I agree wholeheartedly I have been practicing martial arts for a very long time (19 years to be exact). I'm not an expert, I'm not some ignorant fool that believes I am one of the top 500 martial artists in the world today. I am an advanced beginner like all who truly walk the path to attain mastery in any art martial or otherwise. The true master has attained levels of enlightenment, insight, moksha, whatever you may name it, a true master never is someone who has discovered a truth that few will ever be able to comprehend. I am someone who looks for mastery not for power but for tranquility. I put this post up just in case someone/s like minded came across this and cared to join me or meet up to aid one another, protect one another, to hone our skills and in most cases keep one another from becoming to bitter and to hateful. If you lose the true definition of attaining mastery, then you become nothing more then another dangerous, soulless, wanderer.


----------



## LostAvood (Sep 11, 2011)

shiftingGEARS said:


> Akira Kurosawa you speak of? I would love to learn Bruce lee's jeet kune do.
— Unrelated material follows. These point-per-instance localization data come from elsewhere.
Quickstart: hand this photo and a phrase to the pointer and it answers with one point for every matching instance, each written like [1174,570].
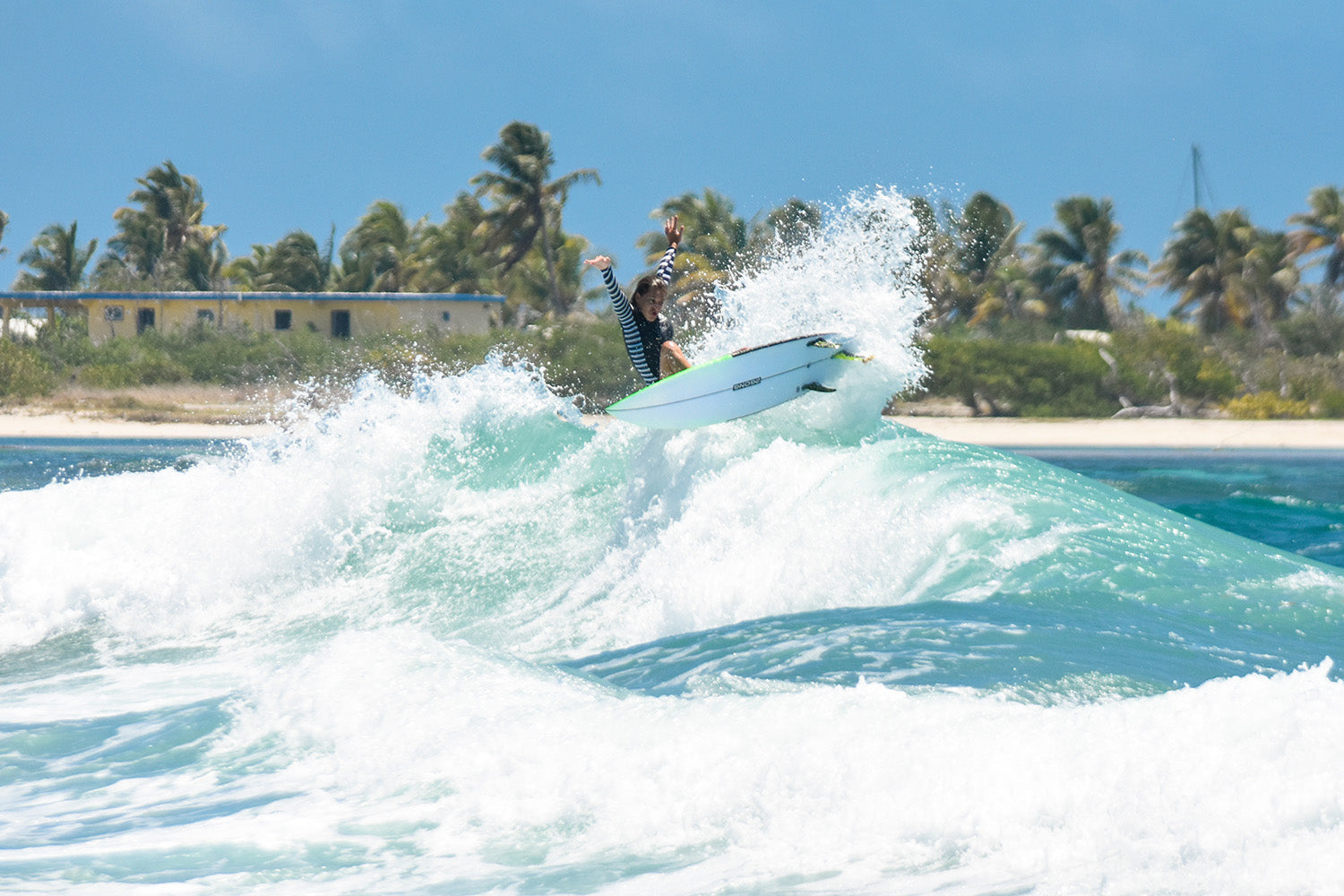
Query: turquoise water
[462,641]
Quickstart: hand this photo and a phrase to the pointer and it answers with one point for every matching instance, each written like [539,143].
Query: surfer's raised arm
[648,335]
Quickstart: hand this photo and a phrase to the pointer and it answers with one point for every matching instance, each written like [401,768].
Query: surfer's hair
[650,285]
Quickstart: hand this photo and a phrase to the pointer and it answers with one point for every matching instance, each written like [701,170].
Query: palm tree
[1271,279]
[452,257]
[1086,274]
[56,261]
[527,203]
[378,253]
[153,238]
[978,273]
[1322,228]
[1204,265]
[292,265]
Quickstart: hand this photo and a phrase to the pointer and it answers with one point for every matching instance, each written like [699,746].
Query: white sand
[992,432]
[1142,433]
[73,426]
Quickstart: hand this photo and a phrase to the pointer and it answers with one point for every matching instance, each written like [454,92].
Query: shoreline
[1142,433]
[75,426]
[1007,433]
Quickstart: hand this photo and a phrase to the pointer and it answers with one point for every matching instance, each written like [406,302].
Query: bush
[1148,354]
[22,371]
[1266,406]
[1029,379]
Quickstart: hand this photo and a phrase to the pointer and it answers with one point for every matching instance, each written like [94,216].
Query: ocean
[462,640]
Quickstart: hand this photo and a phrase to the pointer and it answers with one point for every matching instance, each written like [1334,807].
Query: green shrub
[1029,379]
[1148,354]
[22,371]
[1266,406]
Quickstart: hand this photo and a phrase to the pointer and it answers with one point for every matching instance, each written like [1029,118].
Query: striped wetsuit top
[642,338]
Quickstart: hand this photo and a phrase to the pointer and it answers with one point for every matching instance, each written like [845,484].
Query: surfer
[648,335]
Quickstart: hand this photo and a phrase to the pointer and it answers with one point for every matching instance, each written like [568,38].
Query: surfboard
[738,384]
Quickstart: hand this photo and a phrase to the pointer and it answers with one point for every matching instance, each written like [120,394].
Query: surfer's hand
[674,230]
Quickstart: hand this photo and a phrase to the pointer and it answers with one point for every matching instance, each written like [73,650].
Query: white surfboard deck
[738,384]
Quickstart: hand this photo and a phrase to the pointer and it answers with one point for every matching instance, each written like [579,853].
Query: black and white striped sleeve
[664,271]
[625,314]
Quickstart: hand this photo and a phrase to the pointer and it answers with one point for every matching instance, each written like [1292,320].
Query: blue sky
[300,115]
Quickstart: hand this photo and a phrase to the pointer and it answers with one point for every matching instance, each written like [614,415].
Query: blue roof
[266,297]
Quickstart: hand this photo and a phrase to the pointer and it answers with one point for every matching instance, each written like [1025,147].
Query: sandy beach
[1139,433]
[989,432]
[75,426]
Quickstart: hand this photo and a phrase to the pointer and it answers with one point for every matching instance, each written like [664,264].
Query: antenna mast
[1196,164]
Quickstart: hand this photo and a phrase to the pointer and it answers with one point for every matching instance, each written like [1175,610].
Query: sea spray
[459,640]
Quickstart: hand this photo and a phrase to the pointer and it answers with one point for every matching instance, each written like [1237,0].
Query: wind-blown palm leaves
[978,274]
[56,260]
[292,265]
[164,242]
[527,203]
[452,257]
[1204,265]
[1085,273]
[378,253]
[1322,228]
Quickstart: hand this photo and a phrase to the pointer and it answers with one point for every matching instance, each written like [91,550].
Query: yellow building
[336,314]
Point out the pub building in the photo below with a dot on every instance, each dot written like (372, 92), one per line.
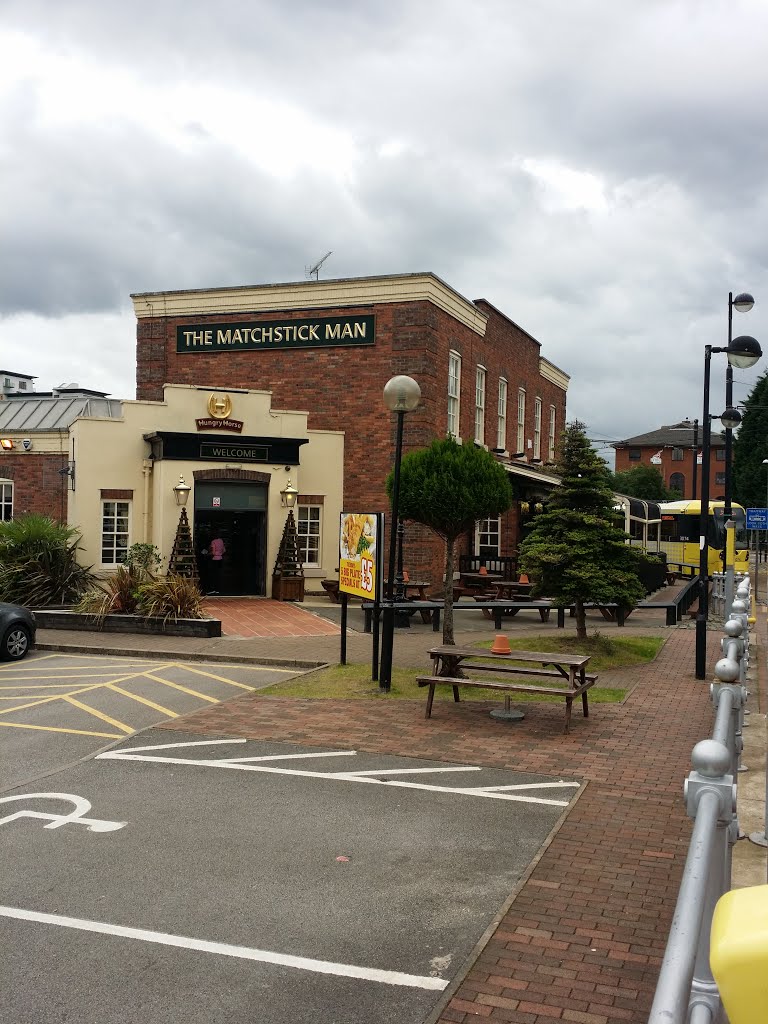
(251, 394)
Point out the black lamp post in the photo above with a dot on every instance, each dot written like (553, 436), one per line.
(401, 395)
(742, 304)
(742, 351)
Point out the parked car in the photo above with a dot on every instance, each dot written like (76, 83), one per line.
(17, 628)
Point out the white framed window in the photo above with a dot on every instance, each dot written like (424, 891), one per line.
(6, 500)
(501, 419)
(551, 442)
(520, 420)
(480, 406)
(115, 531)
(487, 538)
(308, 524)
(455, 385)
(538, 428)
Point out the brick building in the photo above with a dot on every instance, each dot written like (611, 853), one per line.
(242, 389)
(673, 451)
(329, 347)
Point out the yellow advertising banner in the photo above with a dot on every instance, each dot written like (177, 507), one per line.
(358, 542)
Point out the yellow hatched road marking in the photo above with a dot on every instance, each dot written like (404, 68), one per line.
(98, 714)
(31, 686)
(135, 696)
(221, 679)
(31, 704)
(53, 728)
(184, 689)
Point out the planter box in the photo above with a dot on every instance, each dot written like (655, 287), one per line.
(48, 619)
(288, 588)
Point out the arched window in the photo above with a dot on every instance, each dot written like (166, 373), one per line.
(6, 500)
(677, 482)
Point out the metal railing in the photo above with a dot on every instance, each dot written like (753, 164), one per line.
(686, 990)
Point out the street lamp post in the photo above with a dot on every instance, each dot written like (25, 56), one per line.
(742, 304)
(401, 395)
(742, 351)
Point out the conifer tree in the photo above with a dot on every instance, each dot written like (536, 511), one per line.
(750, 448)
(576, 553)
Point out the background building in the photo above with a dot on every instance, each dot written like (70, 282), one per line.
(673, 451)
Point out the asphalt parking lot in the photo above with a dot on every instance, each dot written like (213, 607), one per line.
(225, 880)
(55, 709)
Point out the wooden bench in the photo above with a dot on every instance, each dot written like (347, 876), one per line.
(620, 613)
(566, 692)
(430, 610)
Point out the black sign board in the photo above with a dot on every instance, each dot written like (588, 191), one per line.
(315, 332)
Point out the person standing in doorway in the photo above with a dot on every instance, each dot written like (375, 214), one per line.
(216, 552)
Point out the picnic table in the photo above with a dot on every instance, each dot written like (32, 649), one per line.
(571, 668)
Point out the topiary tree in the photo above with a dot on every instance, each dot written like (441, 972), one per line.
(448, 487)
(576, 553)
(750, 448)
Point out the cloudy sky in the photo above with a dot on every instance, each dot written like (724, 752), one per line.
(595, 169)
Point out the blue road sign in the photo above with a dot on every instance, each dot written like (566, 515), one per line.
(757, 518)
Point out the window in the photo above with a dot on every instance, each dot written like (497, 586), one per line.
(501, 423)
(480, 406)
(6, 500)
(308, 534)
(487, 536)
(115, 531)
(520, 421)
(455, 383)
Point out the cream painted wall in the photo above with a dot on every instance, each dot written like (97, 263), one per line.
(113, 455)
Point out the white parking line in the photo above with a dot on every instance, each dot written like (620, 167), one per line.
(370, 777)
(225, 949)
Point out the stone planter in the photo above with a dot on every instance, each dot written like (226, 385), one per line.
(59, 619)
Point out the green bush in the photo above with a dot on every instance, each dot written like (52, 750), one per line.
(134, 591)
(38, 562)
(172, 597)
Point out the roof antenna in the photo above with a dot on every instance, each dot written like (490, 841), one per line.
(315, 269)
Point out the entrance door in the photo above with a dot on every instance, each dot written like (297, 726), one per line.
(244, 534)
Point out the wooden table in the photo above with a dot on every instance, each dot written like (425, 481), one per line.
(511, 590)
(568, 667)
(480, 579)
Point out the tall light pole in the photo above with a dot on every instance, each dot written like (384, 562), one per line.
(401, 395)
(742, 304)
(741, 352)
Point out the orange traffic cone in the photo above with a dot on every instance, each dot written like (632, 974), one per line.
(501, 645)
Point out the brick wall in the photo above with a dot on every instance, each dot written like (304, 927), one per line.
(342, 389)
(38, 485)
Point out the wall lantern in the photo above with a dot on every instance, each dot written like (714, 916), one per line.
(288, 495)
(181, 493)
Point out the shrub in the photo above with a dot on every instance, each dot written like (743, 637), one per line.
(38, 562)
(171, 597)
(119, 593)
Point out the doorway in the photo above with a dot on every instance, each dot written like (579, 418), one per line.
(243, 569)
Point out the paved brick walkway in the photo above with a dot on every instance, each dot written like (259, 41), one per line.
(584, 937)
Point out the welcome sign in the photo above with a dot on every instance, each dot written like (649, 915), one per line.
(315, 332)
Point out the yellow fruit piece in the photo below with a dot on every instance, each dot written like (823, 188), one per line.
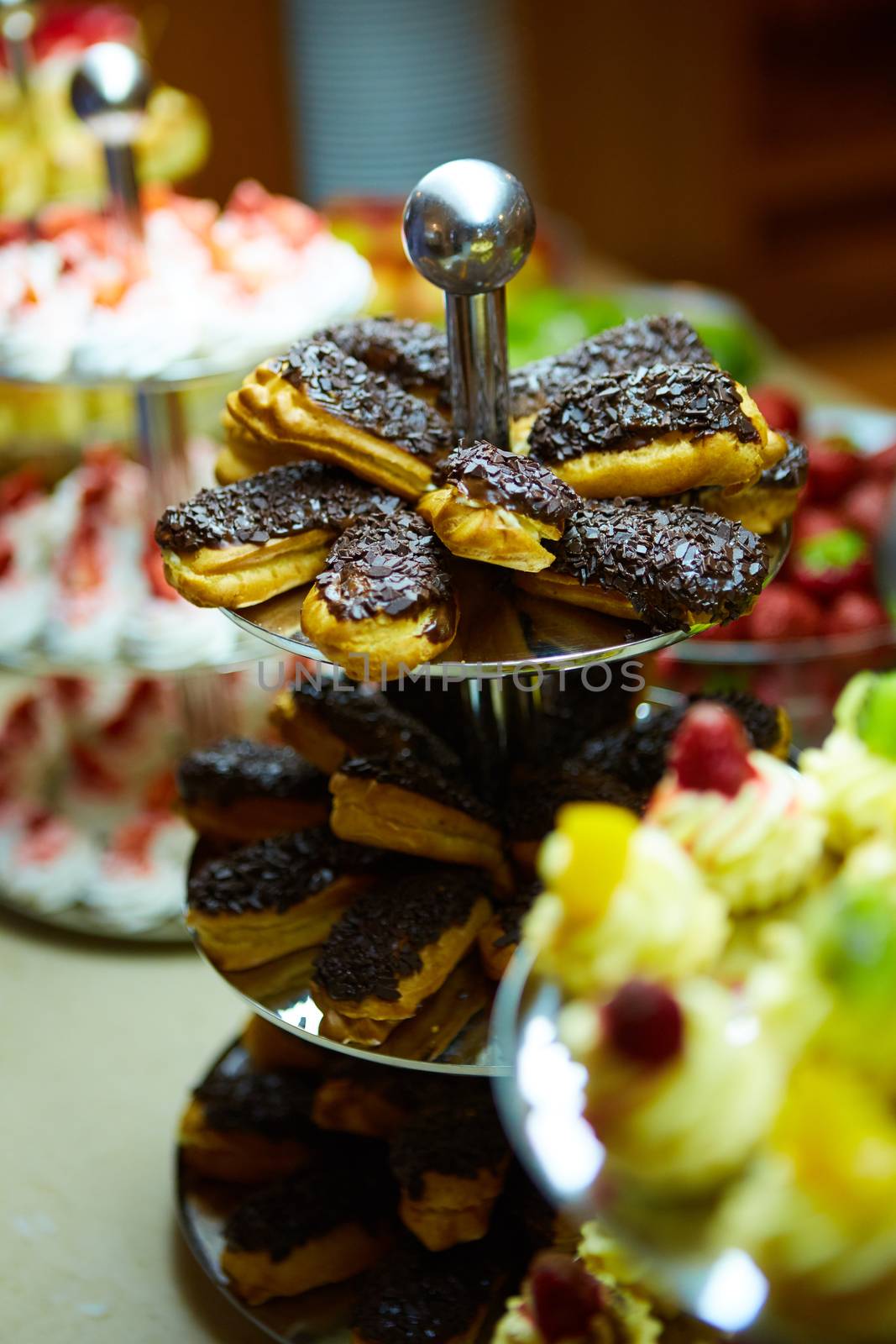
(584, 860)
(841, 1137)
 I'm not being a nit picky know it all dick. I actually only found this out when I was 16 yrs old. Jeet Kune Do itself is not a style. Its a concept, Its the concept of style without style. You see Sifu Bruce Lee was trying to teach his students that what works for one does not work for another hence the technique may have been done perfectly so why was it not as effective as when others do it. Bruce Lee's Style ala trying to do the same techniques and motions he did is known as Jun Fuan Gung-fu. It gets its name from his Sifu Lee's Chinese name which is Lee Jun Fuan. To follow the Jeet Kune do philosophy at least my interpretation is to continually learn new techniques and learn which ones work for you as individual. But like all things I am only one person with only my personal experiences to draw off of so like a learning a new technique empty your cup then listen and then accept what is useful to you as an individual and discard what is superfluous


----------



## shiftingGEARS (Sep 11, 2011)

well then, thats all good to know..


----------



## dharma bum (Sep 11, 2011)

when i was younger, my uncle taught me a lot of bujinkan budo taijutsu (ninpo) and it can really enlighten your awareness and heighten your senses. it's really good in dark alleys or with the element of surprise. also, being more aware of your surroundings gives you a whole new sense of looking at things... like how many exits are in the place you are in... what you could use as a weapon if needed... how people around you are behaving, etc. one of my uncle's best friends was a guy named stephen hayes, and apparently he is some american-ninja-hotshot guy. that's how he learned it. 
if i could learn anything, i'd like to give a go at hapkido or krav maga and mix them (with ninpo) all together. but knowing an art and practicing it are two different things.


----------



## Puckett (Sep 11, 2011)

i learned all my moves from the great Chuck Norris, i can and will defeat everyone


----------



## DaisyDoom (Sep 11, 2011)

Fuck Chuck Norris.


----------



## Puckett (Sep 11, 2011)

DaisyDoom said:


> Fuck Chuck Norris.



sorry but now i have to kill you


----------



## DaisyDoom (Sep 11, 2011)

Well, we do have that in common


----------